Suppose $f:[a,b]\to \mathbb{R}$ is integrable. Show that the Rieman integral of $f$ is the unique real number $r$ satisfying the following condition:
For every $\epsilon >0$,$\enspace \exists \enspace P_{\epsilon},$ scuch that: $r-\epsilon < L(P_{\epsilon},f) \leq r \leq U(P_{\epsilon},f)<r+\epsilon$.
In class I was taught a theorem which matches with the above question to some extent.
Theorem: Let $f:[a,b]\to \mathbb{R}$ be a bounded function. Then f id integrable on $[a,b]$ iff ( if and only if) for each $\epsilon >0$ there is a partition P such that:$$U(P,f)-L(P,f) <\epsilon$$
I can some how tell that the prove of the question will be similar to the above theorem. But I am unable to think where to start and how to proceed.

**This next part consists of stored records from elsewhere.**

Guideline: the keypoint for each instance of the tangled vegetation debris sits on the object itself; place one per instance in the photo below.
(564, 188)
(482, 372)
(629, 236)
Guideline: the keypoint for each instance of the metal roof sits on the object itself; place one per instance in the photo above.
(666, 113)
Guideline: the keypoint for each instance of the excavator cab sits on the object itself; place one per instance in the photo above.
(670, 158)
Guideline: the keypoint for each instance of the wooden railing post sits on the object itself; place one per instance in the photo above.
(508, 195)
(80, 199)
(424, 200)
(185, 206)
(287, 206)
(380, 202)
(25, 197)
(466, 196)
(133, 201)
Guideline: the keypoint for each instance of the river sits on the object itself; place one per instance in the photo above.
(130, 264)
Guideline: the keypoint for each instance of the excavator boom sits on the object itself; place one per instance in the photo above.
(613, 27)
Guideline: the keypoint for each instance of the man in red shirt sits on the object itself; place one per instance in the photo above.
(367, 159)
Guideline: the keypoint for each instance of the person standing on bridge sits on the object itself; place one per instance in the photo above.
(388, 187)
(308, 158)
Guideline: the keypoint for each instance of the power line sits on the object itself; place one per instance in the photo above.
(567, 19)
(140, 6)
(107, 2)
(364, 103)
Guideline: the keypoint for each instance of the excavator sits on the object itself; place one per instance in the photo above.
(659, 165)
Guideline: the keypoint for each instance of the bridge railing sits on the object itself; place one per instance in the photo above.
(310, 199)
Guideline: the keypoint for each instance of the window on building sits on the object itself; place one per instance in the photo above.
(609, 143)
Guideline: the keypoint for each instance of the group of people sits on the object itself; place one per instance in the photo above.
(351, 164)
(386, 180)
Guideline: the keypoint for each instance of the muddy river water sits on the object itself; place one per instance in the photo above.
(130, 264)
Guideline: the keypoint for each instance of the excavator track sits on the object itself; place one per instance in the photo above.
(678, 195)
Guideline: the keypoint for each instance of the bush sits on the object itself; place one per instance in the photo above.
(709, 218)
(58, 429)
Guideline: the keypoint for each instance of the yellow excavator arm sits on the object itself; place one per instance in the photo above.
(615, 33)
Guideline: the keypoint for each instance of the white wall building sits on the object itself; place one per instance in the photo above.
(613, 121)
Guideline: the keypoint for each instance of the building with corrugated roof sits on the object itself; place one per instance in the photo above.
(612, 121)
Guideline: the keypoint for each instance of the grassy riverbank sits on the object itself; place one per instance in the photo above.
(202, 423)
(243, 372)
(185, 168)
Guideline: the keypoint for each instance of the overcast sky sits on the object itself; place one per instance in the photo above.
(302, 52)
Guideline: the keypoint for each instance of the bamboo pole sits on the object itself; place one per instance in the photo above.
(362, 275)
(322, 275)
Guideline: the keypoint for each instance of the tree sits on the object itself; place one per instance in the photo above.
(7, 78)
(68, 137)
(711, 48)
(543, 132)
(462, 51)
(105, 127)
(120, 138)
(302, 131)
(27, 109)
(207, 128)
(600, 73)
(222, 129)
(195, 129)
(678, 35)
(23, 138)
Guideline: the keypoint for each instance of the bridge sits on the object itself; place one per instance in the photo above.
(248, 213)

(I am new to Real analysis and have hard time digesting rigorous proofs).
Any help will be appreciated.
Take $\varepsilon>0$ and let $r=\int_a^bf(x)\,\mathrm dx$. There is some partition $P_\varepsilon$ of $[a,b]$ such that $U(P_\varepsilon,f)-L(P_\varepsilon,f)<\varepsilon$. Since $r\in\bigl[L(P_\varepsilon,f),U(P_\varepsilon,f)\bigr]$, $U(P_\varepsilon,f)<r+\varepsilon$ and $L(P_\varepsilon,f)>r-\varepsilon$. So, if $r=\int_a^bf(x)\,\mathrm dx$, then the property from the statement holds.
Now, take $r\ne\int_a^bf(x)\,\mathrm dx$. Suppose, for instance, that $r<\int_a^bf(x)\,\mathrm dx$. Take $\varepsilon=\int_a^bf(x)\,\mathrm dx-r$. If there was some partition $P_\varepsilon$ of $[a,b]$ with $r-\varepsilon<L(P_\varepsilon,f)\leqslant r\leqslant U(P_\varepsilon,f)<r+\varepsilon$, then $\int_a^bf(x)\,\mathrm dx$ would also belong to the interval $\bigl[L(P_\varepsilon,f),U(P_\varepsilon,f)\bigr]$; in particular, $\int_a^bf(x)\,\mathrm dx<r+\varepsilon$. But that is not true, since $\int_a^bf(x)\,\mathrm dx=r+\varepsilon$. The case in which $r>\int_a^bf(x)\,\mathrm dx$ is similar.